Aber wenn ich Argumente lese wie „Wir arbeiten besonders hart und zahlen reichlich Steuern“, dann muss ich tief durchatmen, um weiterhin solidarisch mit euch zu bleiben. Warum?
Weil meine alleinerziehende Mutter, die in Vollzeit und Schichtdienst als Busfahrerin ganz Berlin kutschiert hat, hart gearbeitet hat. Weil Eltern, die in der Pflege arbeiten hart arbeiten. Weil Haushaltshilfen hart arbeiten. Und es ist egal, ob sie sich ins Burnout arbeiten oder ihre Rücken kaputt – sie werden niemals auf ein Jahreseinkommen von 75.000 Euro kommen.
Ich will nicht sagen, dass eure Arbeit leicht ist. Ich will hier kein Gegeneinander aufmachen, denn 24 Stunden vor dem Laptop zu sitzen, um die Deadline nicht zu reißen ist auch hart, das kenne ich selbst. Aber viele von euch verdienen in der Privatwirtschaft 5000 Euro für eine 45-Minütige Keynote oder 8000 Euro für einen 3-Stündigen Workshop. Das sind unfassbare Summen für … zum Beispiel die Erzieher*innen, zu denen ihr eure Kinder schickt – und leisten die Erzieher*innen weniger?
Was ich sagen will: Ihr verdient nicht nur deswegen so viel Geld, weil ihr hart arbeitet – das tun andere auch. Ihr werdet für eure Arbeit nur ziemlich gut bezahlt. Weil ihr dort arbeitet, wo das Geld fließt.
Und wer dort arbeitet, wo das Geld fließt, ist extrem gut vernetzt. Das sieht man auch am Erfolg eurer Petition. Ihr habt die Follower, die Beziehungen zu reichweitenstarken und namhaften Leuten und Medien. Entsprechend bekommt euer Anliegen Aufmerksamkeit.
Und das freut mich auch wirklich sehr, weil keine Mutter in Abhängigkeit leben sollte.

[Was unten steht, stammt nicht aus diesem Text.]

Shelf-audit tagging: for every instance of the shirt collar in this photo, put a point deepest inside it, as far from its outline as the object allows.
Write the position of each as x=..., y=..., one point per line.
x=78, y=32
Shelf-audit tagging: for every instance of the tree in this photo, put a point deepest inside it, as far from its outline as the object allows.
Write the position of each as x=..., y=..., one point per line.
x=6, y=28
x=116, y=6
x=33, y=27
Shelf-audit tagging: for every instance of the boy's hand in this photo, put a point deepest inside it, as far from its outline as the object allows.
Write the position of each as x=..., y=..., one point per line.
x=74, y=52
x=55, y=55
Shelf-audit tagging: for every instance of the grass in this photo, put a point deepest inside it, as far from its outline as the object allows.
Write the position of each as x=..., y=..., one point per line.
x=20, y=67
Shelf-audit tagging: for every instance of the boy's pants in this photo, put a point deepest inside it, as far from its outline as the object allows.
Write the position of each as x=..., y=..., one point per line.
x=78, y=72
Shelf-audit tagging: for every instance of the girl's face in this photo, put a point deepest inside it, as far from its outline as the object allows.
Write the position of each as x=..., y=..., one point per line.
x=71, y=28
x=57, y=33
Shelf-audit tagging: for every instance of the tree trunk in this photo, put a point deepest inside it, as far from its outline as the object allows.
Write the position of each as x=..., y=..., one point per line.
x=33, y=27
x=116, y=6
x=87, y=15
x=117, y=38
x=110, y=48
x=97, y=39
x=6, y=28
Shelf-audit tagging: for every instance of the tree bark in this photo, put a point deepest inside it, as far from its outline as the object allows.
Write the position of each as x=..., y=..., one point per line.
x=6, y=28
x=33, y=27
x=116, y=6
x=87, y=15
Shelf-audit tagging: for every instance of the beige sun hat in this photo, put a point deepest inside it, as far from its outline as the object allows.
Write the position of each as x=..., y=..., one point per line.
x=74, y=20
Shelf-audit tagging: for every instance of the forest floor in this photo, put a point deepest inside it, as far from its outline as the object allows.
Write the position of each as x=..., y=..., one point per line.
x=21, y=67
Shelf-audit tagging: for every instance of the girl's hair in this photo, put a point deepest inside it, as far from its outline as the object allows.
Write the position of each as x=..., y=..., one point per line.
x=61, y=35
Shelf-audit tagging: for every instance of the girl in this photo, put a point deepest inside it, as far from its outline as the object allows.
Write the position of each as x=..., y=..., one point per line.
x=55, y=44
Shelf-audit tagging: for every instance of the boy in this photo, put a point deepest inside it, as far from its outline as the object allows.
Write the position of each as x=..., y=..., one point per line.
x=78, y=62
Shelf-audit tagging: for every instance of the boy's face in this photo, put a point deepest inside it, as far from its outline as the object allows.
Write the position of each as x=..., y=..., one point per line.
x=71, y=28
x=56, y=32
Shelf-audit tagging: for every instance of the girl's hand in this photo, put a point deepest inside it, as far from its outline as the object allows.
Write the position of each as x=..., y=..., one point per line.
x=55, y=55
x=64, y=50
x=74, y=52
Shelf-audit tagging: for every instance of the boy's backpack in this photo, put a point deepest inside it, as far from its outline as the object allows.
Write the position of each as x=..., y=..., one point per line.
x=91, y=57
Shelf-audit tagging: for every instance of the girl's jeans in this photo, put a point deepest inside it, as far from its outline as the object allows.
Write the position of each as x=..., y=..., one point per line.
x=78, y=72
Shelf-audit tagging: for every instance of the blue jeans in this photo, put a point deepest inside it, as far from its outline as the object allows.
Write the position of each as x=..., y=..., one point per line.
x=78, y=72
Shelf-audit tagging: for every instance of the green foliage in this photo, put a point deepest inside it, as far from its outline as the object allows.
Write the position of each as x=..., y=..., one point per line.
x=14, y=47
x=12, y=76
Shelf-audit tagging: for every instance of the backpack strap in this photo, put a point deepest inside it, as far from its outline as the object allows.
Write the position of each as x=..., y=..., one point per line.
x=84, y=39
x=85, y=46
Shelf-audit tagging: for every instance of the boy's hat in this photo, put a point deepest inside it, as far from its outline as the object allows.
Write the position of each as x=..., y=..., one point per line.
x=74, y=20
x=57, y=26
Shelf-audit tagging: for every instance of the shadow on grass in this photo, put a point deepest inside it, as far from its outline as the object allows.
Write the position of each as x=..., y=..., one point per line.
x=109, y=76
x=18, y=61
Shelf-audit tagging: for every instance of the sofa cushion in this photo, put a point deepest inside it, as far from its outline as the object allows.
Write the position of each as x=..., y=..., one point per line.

Aber die Erfahrung, die ihr jetzt gerade macht, machen Eltern mit wenig Geld schon sehr, sehr lange. Insbesondere Alleinerziehende.
Wusstet ihr, dass seit Jahrzehnten jedes 5. Kind in Deutschland von Armut betroffen ist? Es sind oft die Kinder von Alleinerziehenden. Und: die meisten Alleinerziehenden sind Frauen. Und auch sie arbeiten hart: alleinerziehende Mütter sogar durchschnittlich vier Wochenstunden mehr als Mütter in Paarbeziehungen.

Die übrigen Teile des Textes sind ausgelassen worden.